2. Describe the differences between the two basic types of AC generators.
3. List the advantages and disadvantages of the two types of AC generators.
4. Describe exciter generators within alternators; discuss construction and purpose.
5. Compare the types of rotors used in AC generators, and the applications of each type to different prime movers.
6. Explain the factors that determine the maximum power output of an AC generator, and the effect of these factors in rating generators.
7. Explain the operation of multiphase AC generators and compare with single-phase.
8. Describe the relationships between the individual output and resultant vectorial sum voltages in multiphase generators.
9. Explain, using diagrams, the different methods of connecting three-phase alternators and transformers.
10. List the factors that determine the frequency and voltage of the alternator output.
11. Explain the terms voltage control and voltage regulation in AC generators, and list the factors that affect each quantity.

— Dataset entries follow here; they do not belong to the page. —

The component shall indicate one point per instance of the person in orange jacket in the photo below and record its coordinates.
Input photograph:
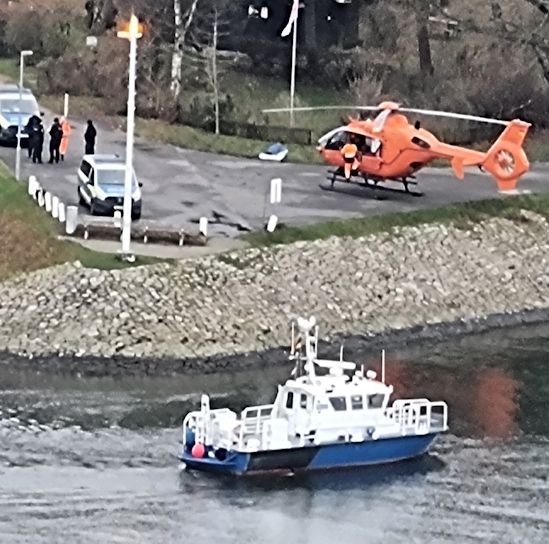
(65, 126)
(350, 157)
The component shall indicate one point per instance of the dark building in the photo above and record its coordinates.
(321, 23)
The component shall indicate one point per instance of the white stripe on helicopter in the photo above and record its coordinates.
(435, 113)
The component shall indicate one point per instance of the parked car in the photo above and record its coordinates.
(13, 111)
(101, 185)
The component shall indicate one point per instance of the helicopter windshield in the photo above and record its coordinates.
(365, 145)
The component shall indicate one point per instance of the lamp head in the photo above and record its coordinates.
(133, 30)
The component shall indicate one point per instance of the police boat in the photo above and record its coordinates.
(329, 414)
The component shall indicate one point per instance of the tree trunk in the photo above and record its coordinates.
(214, 73)
(422, 32)
(310, 24)
(177, 55)
(180, 31)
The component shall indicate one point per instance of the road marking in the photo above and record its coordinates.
(181, 162)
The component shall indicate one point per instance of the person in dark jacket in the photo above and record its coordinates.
(32, 123)
(89, 138)
(38, 142)
(56, 134)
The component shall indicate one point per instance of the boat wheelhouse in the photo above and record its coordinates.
(328, 414)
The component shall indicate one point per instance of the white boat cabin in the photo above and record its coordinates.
(324, 402)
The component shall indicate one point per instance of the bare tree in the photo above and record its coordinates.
(181, 27)
(421, 8)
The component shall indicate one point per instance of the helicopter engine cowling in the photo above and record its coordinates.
(506, 160)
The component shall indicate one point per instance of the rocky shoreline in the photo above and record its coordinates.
(120, 366)
(414, 282)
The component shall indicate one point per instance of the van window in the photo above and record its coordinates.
(339, 403)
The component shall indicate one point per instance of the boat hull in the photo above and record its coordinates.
(309, 458)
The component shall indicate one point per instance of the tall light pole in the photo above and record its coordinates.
(22, 56)
(133, 33)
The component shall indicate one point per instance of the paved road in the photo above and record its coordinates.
(180, 186)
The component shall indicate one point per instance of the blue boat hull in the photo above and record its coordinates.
(351, 454)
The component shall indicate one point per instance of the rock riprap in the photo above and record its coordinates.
(243, 301)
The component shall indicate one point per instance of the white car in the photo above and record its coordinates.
(14, 111)
(101, 185)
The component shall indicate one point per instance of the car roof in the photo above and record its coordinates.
(106, 161)
(12, 89)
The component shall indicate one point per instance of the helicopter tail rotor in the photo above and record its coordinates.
(506, 160)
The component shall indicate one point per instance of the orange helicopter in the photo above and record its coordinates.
(389, 148)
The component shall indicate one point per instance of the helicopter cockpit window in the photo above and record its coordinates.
(337, 141)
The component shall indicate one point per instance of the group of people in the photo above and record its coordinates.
(59, 139)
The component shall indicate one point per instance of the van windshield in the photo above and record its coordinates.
(106, 177)
(27, 106)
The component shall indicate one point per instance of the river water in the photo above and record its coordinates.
(94, 461)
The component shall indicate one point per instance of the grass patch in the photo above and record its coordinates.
(191, 138)
(29, 236)
(463, 214)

12. Describe the purpose and procedure of parallel generator operation.
Most of the electrical power used aboard Navy ships and aircraft as well as in civilian applications is ac. As a result, the AC generator is the most important means of producing electrical power. AC generators, generally called alternators, vary greatly in size depending upon the load to which they supply power. For example, the alternators in use at hydroelectric plants, such as Hoover Dam, are tremendous in size, generating thousands of kilowatts at very high voltage levels. Another example is the alternator in a typical automobile, which is very small by comparison. It weighs only a few pounds and produces between 100 and 200 watts of power, usually at a potential of 12 volts.

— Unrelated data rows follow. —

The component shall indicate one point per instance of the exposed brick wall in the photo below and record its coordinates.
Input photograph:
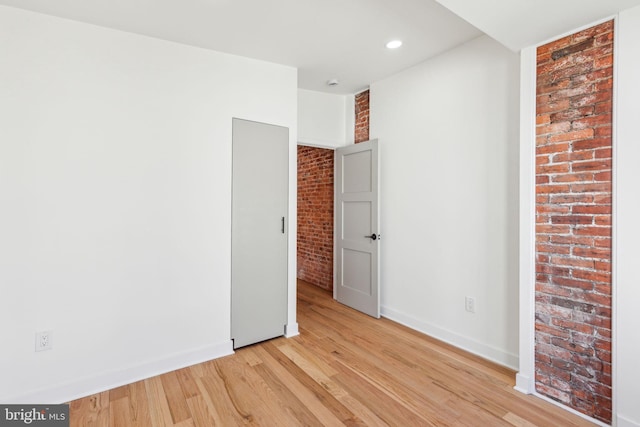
(362, 117)
(573, 230)
(315, 216)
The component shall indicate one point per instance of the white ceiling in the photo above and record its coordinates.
(521, 23)
(341, 39)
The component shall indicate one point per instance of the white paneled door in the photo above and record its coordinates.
(357, 238)
(259, 232)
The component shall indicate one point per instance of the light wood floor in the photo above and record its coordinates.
(344, 369)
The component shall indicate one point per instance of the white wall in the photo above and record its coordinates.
(325, 120)
(627, 221)
(448, 132)
(115, 201)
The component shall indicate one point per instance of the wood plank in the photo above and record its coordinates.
(139, 405)
(344, 369)
(90, 411)
(119, 414)
(158, 406)
(175, 397)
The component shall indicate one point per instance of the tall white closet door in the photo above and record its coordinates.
(259, 232)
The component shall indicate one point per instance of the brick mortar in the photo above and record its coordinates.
(573, 220)
(315, 216)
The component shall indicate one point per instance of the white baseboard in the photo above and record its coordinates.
(108, 380)
(625, 422)
(524, 384)
(480, 349)
(291, 330)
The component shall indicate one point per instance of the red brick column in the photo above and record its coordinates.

Many of the terms and principles covered in this chapter will be familiar to you. They are the same
as those covered in the chapter on DC generators. You are encouraged to refer back, as needed, and to refer
to any other source that will help you master the subject of this chapter. No one source meets the complete needs of everyone.
BASIC AC GENERATORS
Regardless of size, all electrical generators, whether DC or ac, depend upon the principle of magnetic induction. An EMF is induced in a coil as a result of (1) a coil cutting through a magnetic field, or (2) a magnetic field cutting through a coil. As long as there is relative motion between a conductor and a magnetic field, a voltage will be induced in the conductor. That part of a generator that produces the magnetic field is called the field. That part in which the voltage is induced is called the armature. For relative motion to take place between the conductor and the magnetic field, all generators must have two mechanical parts — a rotor and a stator. The ROTor is the part that ROTates; the STATor is the part that remains STATionary. In a DC generator, the armature is always the rotor. In alternators, the armature may be either the rotor or stator.

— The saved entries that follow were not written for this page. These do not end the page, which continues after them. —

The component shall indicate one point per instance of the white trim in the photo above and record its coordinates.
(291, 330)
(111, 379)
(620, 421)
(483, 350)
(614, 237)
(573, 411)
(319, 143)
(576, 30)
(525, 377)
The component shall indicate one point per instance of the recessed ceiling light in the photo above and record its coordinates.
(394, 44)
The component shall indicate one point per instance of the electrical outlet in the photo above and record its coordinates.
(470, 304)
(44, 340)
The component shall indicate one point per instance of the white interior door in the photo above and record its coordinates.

Q1. Magnetic induction occurs when there is relative motion between what two elements?
The rotating-armature alternator is similar in construction to the DC generator in that the armature rotates in a stationary magnetic field as shown in figure 3-1, view A. In the DC generator, the EMF generated in the armature windings is converted from AC to DC by means of the commutator. In the
alternator, the generated AC is brought to the load unchanged by means of slip rings. The rotating armature is found only in alternators of low power rating and generally is not used to supply electric power in large quantities.
Figure 3-1.—Types of AC generators.
The rotating-field alternator has a stationary armature winding and a rotating-field winding as shown in figure 3-1, view B The advantage of having a stationary armature winding is that the generated voltage can be connected directly to the load.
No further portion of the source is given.